TRUMBULL COUNTY Maintenance officials should not order supplies, prosecutor says
Two more companies have been added to the prosecutor's watch list.
By PEGGY SINKOVICH
and STEPHEN SIFF
VINDICATOR TRUMBULL STAFF
WARREN -- The county maintenance director and his assistant should be temporarily relieved from any responsibility for ordering supplies, the Trumbull County prosecutor says.
In a letter Friday, Dennis Watkins asked county commissioners to cease all purchases of janitorial supplies for two weeks to allow an inventory to be taken by employees borrowed from other departments.
When purchasing resumes, Watkins requests it take place under the supervision of Roselyn Ferris, the county administrator and clerk.
The prosecutor said two or three other people should share with her the responsibility of ordering supplies and verifying their arrival.
"I believe this would expedite the investigation and insure that the full truth is developed," Watkins wrote. "Obviously, it is unfair to innocent employees not to have the air cleared as quickly as possible."
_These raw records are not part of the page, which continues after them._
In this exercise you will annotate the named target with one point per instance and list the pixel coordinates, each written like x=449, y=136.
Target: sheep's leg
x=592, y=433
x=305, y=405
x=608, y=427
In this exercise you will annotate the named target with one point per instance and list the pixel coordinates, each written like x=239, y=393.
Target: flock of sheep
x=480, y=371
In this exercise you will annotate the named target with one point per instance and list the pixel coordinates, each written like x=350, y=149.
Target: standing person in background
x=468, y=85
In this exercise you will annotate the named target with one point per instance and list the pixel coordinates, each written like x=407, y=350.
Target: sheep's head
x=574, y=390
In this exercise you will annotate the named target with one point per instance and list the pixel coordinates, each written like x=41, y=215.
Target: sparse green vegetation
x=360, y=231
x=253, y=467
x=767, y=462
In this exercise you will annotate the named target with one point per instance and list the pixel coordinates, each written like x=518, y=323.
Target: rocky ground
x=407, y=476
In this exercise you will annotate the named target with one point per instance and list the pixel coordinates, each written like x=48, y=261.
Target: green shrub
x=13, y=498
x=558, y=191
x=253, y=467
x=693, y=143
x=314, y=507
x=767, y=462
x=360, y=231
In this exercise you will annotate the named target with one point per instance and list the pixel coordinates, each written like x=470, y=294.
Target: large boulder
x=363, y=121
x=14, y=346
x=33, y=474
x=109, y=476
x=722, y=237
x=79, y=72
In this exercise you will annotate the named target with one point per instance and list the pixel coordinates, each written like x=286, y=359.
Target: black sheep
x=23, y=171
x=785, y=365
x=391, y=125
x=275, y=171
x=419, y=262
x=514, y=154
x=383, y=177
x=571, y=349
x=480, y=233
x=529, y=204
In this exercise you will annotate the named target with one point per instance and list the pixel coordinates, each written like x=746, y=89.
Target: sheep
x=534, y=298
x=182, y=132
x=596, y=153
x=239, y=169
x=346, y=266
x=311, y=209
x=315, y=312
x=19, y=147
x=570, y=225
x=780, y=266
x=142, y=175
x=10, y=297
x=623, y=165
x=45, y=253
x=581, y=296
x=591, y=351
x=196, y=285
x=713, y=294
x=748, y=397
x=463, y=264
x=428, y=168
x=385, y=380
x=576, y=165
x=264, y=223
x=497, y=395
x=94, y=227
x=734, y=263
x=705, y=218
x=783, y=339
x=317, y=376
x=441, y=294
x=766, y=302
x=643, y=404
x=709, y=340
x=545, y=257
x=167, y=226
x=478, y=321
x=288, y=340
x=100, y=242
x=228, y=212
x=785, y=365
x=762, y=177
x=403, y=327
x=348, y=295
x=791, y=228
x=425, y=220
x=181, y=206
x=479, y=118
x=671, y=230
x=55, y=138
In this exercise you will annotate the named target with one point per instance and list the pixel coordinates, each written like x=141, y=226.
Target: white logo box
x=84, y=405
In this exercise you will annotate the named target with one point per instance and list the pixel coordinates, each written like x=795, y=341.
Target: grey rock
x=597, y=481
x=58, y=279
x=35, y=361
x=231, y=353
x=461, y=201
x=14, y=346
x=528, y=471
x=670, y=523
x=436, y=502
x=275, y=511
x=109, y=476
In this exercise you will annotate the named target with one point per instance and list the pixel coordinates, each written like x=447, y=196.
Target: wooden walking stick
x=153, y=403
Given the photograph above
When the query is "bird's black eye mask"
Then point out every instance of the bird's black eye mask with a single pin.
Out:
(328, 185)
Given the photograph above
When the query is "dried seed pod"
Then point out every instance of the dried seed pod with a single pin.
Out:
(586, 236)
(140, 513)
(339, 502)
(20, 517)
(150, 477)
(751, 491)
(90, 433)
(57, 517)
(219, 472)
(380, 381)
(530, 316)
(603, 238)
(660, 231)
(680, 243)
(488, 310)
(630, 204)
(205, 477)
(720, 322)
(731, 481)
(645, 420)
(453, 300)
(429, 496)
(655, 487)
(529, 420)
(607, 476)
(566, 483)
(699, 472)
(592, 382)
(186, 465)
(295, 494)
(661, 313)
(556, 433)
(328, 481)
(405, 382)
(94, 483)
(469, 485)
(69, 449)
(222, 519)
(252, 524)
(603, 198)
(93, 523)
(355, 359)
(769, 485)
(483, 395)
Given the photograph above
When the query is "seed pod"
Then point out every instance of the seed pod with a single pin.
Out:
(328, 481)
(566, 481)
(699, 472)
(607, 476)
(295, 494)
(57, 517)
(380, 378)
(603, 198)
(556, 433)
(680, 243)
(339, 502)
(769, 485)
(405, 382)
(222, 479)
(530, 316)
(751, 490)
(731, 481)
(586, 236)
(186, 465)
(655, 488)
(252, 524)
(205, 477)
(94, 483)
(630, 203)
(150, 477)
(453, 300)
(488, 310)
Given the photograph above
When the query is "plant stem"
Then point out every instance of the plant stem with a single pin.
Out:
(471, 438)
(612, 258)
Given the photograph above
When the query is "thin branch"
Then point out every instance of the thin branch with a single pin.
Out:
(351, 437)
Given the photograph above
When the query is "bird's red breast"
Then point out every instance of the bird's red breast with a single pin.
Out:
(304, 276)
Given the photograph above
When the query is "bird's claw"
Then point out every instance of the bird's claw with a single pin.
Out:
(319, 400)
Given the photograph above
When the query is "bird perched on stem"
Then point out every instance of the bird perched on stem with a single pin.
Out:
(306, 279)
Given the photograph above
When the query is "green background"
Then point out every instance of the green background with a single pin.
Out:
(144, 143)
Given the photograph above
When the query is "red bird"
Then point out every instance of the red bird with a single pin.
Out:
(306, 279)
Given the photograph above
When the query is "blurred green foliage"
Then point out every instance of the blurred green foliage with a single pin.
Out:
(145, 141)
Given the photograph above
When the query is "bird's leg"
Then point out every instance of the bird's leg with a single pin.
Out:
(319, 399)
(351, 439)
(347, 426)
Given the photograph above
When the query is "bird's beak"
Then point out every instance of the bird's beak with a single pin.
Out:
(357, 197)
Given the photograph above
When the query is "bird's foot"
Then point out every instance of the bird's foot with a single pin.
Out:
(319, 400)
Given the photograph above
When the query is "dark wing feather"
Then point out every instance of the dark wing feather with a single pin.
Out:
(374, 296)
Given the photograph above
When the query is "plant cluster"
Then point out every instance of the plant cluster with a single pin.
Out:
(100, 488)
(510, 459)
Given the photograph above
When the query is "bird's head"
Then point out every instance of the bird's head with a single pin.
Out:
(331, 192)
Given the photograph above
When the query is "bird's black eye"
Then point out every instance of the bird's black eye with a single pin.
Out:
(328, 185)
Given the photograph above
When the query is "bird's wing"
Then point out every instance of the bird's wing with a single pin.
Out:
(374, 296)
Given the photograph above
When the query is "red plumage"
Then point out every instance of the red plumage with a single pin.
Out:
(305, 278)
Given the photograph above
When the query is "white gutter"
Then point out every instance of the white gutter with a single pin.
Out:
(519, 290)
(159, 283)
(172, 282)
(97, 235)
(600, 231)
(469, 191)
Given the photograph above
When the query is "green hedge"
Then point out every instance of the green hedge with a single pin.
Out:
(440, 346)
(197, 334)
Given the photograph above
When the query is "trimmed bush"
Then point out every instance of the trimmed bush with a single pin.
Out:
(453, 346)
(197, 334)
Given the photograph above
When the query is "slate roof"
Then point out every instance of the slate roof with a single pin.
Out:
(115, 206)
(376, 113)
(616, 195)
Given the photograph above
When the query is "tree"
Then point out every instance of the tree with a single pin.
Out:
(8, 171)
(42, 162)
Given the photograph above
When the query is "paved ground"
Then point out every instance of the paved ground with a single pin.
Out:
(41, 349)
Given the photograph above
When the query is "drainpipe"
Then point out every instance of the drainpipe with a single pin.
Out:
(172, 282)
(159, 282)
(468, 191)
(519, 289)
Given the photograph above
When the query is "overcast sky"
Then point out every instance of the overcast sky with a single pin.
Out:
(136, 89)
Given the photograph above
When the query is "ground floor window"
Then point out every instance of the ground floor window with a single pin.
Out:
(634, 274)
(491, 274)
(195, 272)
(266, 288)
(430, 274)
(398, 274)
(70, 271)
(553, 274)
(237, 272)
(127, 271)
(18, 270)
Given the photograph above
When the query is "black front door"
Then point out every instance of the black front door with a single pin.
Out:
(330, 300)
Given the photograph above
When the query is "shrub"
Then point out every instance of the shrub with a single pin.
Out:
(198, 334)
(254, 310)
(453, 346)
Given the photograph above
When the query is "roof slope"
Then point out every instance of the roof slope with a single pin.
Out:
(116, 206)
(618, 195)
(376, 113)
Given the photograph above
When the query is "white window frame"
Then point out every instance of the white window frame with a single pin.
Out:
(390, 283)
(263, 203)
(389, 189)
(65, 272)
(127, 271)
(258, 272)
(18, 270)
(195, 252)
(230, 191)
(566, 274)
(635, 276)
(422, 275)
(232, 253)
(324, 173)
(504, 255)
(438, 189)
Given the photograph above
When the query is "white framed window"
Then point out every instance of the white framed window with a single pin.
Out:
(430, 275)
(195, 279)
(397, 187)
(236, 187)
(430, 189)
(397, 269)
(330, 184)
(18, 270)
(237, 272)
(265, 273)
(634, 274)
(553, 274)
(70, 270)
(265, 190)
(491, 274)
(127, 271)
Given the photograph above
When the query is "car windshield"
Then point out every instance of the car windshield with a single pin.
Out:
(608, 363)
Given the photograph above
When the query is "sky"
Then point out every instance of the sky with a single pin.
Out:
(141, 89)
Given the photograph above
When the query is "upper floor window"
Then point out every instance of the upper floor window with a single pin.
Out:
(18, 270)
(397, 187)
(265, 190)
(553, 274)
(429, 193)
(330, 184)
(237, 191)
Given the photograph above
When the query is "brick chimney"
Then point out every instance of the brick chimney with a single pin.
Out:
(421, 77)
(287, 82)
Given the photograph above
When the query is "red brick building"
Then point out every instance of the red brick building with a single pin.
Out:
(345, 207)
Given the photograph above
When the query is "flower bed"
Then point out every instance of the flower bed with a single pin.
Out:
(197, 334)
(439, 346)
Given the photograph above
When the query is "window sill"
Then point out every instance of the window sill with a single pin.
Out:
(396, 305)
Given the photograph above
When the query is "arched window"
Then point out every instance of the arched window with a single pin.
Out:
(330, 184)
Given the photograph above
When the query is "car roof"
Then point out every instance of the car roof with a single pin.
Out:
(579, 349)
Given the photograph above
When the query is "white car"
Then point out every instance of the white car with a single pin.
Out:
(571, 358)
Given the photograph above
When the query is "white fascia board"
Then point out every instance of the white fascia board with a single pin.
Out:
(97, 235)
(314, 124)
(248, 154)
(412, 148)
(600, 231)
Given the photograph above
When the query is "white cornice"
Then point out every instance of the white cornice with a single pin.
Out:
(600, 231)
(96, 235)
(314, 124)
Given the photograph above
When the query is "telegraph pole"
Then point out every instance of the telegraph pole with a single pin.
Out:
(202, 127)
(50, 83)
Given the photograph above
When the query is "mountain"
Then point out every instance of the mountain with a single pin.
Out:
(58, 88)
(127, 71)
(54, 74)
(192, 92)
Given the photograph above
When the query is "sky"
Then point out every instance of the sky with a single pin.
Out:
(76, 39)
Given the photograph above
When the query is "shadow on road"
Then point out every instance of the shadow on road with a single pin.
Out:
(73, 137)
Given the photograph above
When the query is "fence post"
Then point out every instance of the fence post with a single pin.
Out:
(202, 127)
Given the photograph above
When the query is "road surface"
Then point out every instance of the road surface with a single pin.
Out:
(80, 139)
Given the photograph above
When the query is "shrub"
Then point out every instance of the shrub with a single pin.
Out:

Prosecutors and officers from the state Bureau of Criminal Identification and Investigation have been looking into purchasing by the county maintenance department for several weeks since The Vindicator first reported questionable practices by the county in early August.
On Wednesday, commissioners followed another of Watkins' recommendations and ordered maintenance department officials to buy only from companies selected through the state purchasing program.
Tony Delmont, the maintenance department director, could not be reached. His assistant is Patti Patros.
The prosecutor's recommendation will likely be acted upon Monday, said Commissioner Michael O'Brien. Commissioners James Tsagaris and Joseph J. Angelo Jr. could not be reached.
In Friday's letter, Watkins also told commissioners "serious questions have arisen" concerning two more companies, Envirochemical Inc. and Kinzua Environmental, both of which sell janitorial supplies to the county.
Officials from the two Cleveland companies could not be reached.
Kinzua did $38,154 worth of business with the county last year; Envirochemical did $161,844 worth.
Watkins wrote in the letter that on Friday, Ernie Cook, chief deputy at the sheriff's department, complained about a July 12 order from Envirochemical.
"He [Cook] stated that a Vindicator reporter approached him regarding the purchase and wanted to know what the sheriff's department knew about it," Watkins' letter stated.
"Chief Cook indicated that he knew nothing about it. Chief Cook talked to sheriff's office employees and found a can of the product.
"In short, he told me that he would never purchase spray glass cleaner for nearly $8 a can. The county paid $191 on July 25, 2002, for two cases of cleaner, which contained a total of 24 cans, 12 per case."
The companies join Lid Chem Inc. and Tri-County Supplies, two companies that have no listed phone number and operate from the same Canfield home, and Central Service and Supply, of Brookfield, on the prosecutor's watch list. In a letter to commissioners, Watkins said that officials from these companies did not cooperate with his investigation and refused to furnish business records.
Lid Chem and Tri-County Supplies have collected $800,000 in county checks through the maintenance department since 1993.
Central Service and Supply has made $113,000 from the county since 2000.